I have them inside a computer cabinet just slightly behind my monitor, so the sound is nice and tight. The bass is full but not overbearing, mid tones and high tones are clear. Oddly enough, I found the Reggae to be what I liked best for overall graphic equalizer setting. 

I turned the speaker volume knob way down to the 9 o'clock position and did all my volume control from the computer settings right on my keyboard to get the right sound levels.

Now, let me tell you what sold me on the Bose. I went to Circuit City, Compusa, and Best Buy to listen to speakers side by side. Some were hooked up and some were not. However, the Bose speaker demo kiosk operated in every store! Good for you Mr. Bose rep for seeing to it that the retail samples worked.
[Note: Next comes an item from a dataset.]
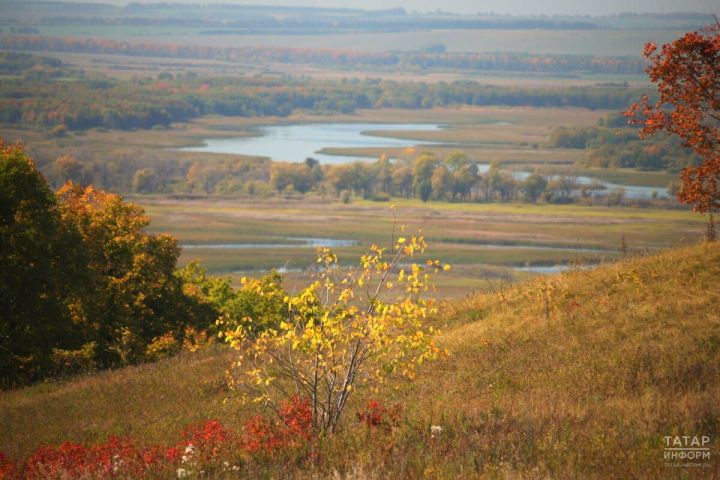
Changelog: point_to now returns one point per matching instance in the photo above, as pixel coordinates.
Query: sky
(513, 7)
I was able to get someone at Circuit City to hook up the ones that had been disconnected. I did the same at Best buy. The Creative GigaWorks T20 cracked and popped when adjusting the sound level. The sales person at the store said it was from children playing with them over the holidays. Good for me. I could tell by the way the speakers sounded that they wouldn't last. The sale person said they had been in place since September. Three months of constant playing in a retail setting is a pretty good test bed for a product.

The Logitech 2.1 sounded good, but I could see by the size of the subwoofer that it would be a really tight fit in my computer cabinet plus the overbearing bass probably could not be toned down.
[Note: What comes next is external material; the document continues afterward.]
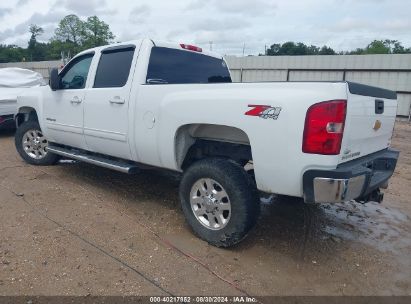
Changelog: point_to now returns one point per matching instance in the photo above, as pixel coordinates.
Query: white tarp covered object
(20, 78)
(14, 82)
Hope this info helps the rest of you to decide how to spend your money.

Daniel


----------



## b3atofang3l

Not trying to be stereotypical but most people i know like Logitech better.

I personally have the Logitech Z-2300 (2.1) speakers which are sold for 150$ us and they ROCK. I bet you can get better than that but..yeah.


----------



## dmw2692004

There are some logitechs:
Link

and here are some altecs:
Link



I would go with the logitechs because they are cheaper and they are more powerful. Plus i have always used logitech and an satisfied with all of their products.


----------



## Bobo

dmw2692004 said:


> wow daniel just hijacked this thread lol.


He's a new member, give him a break.

I say go for the Logitechs.


----------



## dmw2692004

Bobo said:


> He's a new member, give him a break.
> 
> I say go for the Logitechs.



i wasent saying it an i bad way i was just pointing it out, plus i edited it out because i realized that he was a new member


----------



## daniel2229

Sorry, guys, for highjacking your thread. I wanted to create my own but was not able as a new member.

I have nothing against Logitech. I bought my son a Logitech 5.1  X530 for Christmas this year, and he says it rocks!

Daniel


----------



## Jet

I have a set of Logitech X-530s as well, and I couldn't be more pleased. 
To daniel: They do have a sub level knob on the back of the sub, you can basically turn it down until there is hardly anything coming out of it. However, I like mine turned up the whole way 

As far as you not being about to make a thread, you should have been able to.


----------



## Bobo

Jet said:


> I have a set of Logitech X-530s as well, and I couldn't be more pleased.


Me too.



> As far as you not being about to make a thread, you should have been able to.


I think he meant he didn't know where to go.


----------